AIG-029 Prompt Injection Protection
Description
LLM-based systems that accept user-supplied or externally-sourced input have documented controls against prompt injection attacks. Controls include at minimum two of: input sanitisation and content filtering at the API layer, instruction/data separation in prompt architecture, privilege separation for tool-calling agents, output filtering for command patterns, sandboxing of downstream tool calls. Prompt injection is included in the threat model and evaluated during security testing. Injection attempt patterns are logged for detection and tuning.
Rationale
Prompt injection is a novel attack class specific to LLM-based systems; it allows adversarial input to override system instructions, exfiltrate data, or cause the model to take unauthorised actions.
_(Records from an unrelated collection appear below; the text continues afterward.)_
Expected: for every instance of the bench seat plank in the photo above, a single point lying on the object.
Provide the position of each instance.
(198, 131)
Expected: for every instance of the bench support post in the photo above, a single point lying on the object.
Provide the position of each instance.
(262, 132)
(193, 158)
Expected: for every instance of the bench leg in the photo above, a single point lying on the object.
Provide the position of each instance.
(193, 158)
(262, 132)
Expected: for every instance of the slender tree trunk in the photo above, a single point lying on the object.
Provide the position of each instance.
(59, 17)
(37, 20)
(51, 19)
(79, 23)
It is not covered by any existing framework at an operational level.
Framework Mappings (2)
| EU-AI-Art.15.3 | Accuracy, Robustness and Cybersecurity — Cybersecurity Against AI-Specific Attacks | informative |
| MEASURE 2.7 | AI System Security and Resilience Evaluation | informative |
Evidence (2)
Input validation and content filtering configuration for LLM systems, documenting at least two active prompt injection controls (input sanitisation, instruction/data separation, privilege separation, output filtering, tool-call sandboxing).
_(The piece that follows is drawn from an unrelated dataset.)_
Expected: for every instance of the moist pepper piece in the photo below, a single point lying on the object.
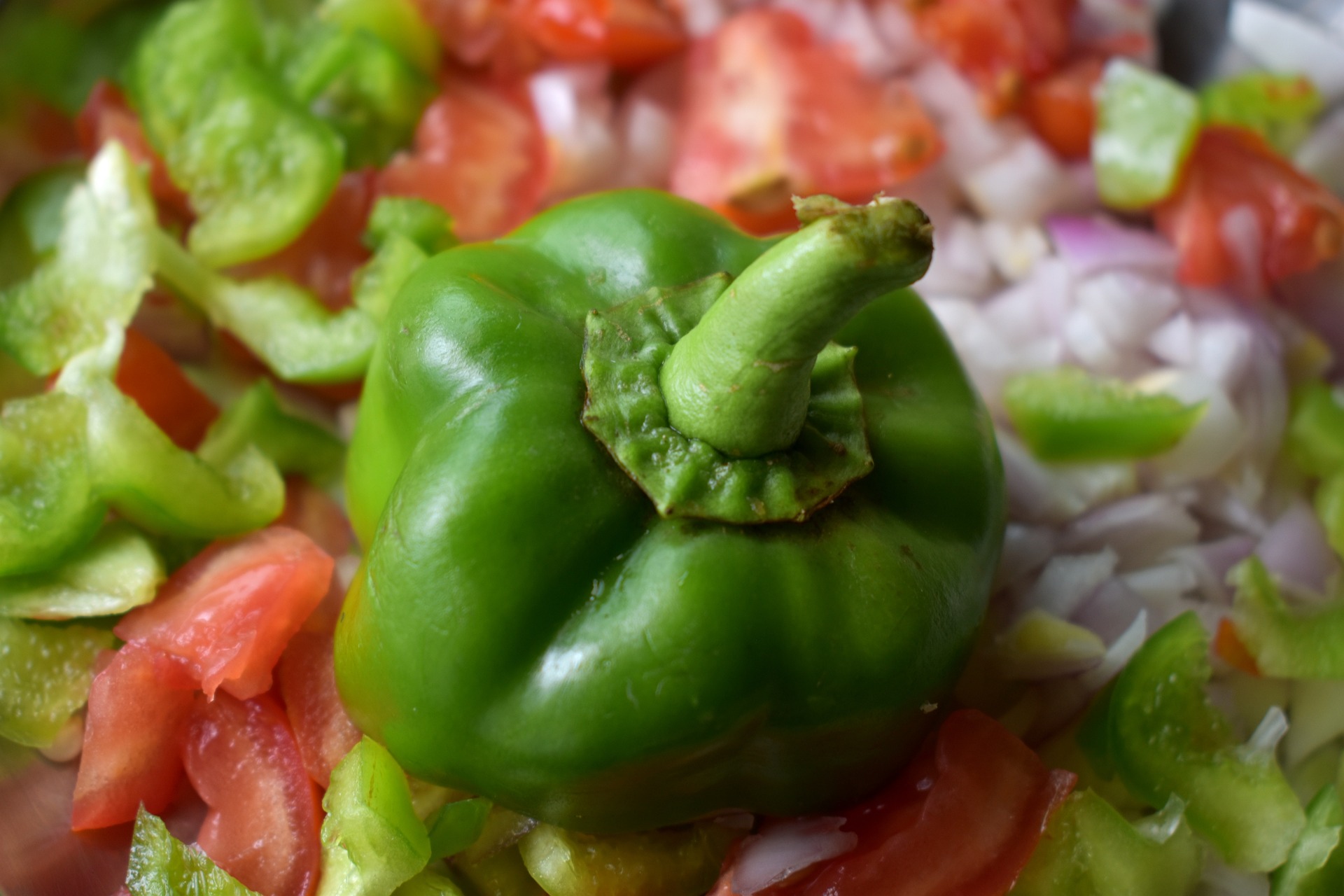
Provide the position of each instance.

Example: LLM API gateway configuration (AWS Bedrock Guardrails export or LangChain input guard config): input_sanitisation: enabled (strips HTML/JS injection patterns), system_prompt_separation: instruction_prefix=SYSTEM_INSTRUCTION, data_prefix=USER_DATA, tool_call_sandbox: docker_isolated (no network access), injection_pattern_log: enabled, guardrail_version: v4
Test: Request the prompt injection protection configuration for each LLM-based system. Verify: (1) at least two controls from the list are active and configured (not just listed in a document), (2) input sanitisation patterns cover known injection signatures, (3) instruction/data separation is enforced in the prompt architecture (inspect system prompt template), (4) tool-call sandboxing is configured for agentic systems with tool access, (5) injection attempt logging is active (confirm log source exists).
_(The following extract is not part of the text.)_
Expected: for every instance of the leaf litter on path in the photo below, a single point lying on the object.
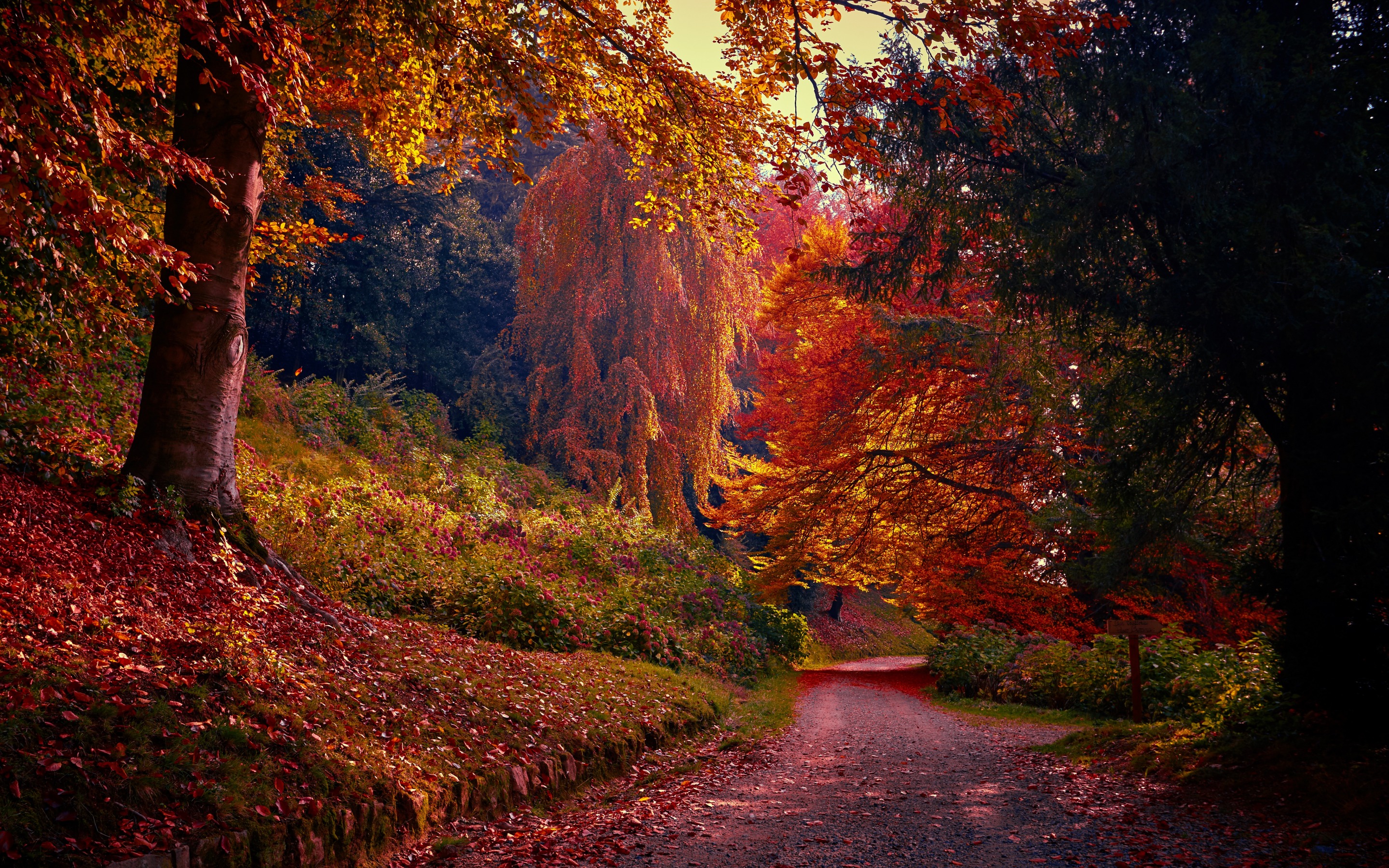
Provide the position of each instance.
(873, 777)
Security test report including prompt injection test cases, demonstrating that the system was evaluated for prompt injection resistance during V&V testing.
Example: Security Test Report — AI Customer Support Bot v3 (Burp Suite / custom harness, 2025-12-10): 45 prompt injection test cases executed (direct injection, indirect injection via retrieved documents, instruction override attempts), 0 successful injections, 3 partial bypasses noted and mitigated, re-test passed 2025-12-20
Test: Request security test results covering prompt injection. Verify: (1) test cases include both direct prompt injection and indirect injection (via retrieved or tool-returned content), (2) test cases attempt instruction override and data exfiltration via injected prompts, (3) all successful injection attempts have been remediated with evidence of re-test, (4) injection attempt patterns discovered during testing have been added to the detection configuration.
Questions (2)
Do your LLM-based systems that accept user-supplied or externally-sourced input have documented controls against prompt injection attacks?
Net-new control: prompt injection is an attack class specific to LLM-based systems. Adversarial input can override system instructions, exfiltrate data, or cause the model to take unauthorised actions. It is not covered by conventional SAST/DAST or existing frameworks at an operational level.
Which prompt injection protection controls are active in your LLM-based systems?
At least two controls should be active. For agentic systems with tool access (web browsing, code execution, database queries), privilege separation and tool-call sandboxing are critical — prompt injection in agentic systems can result in unauthorised real-world actions.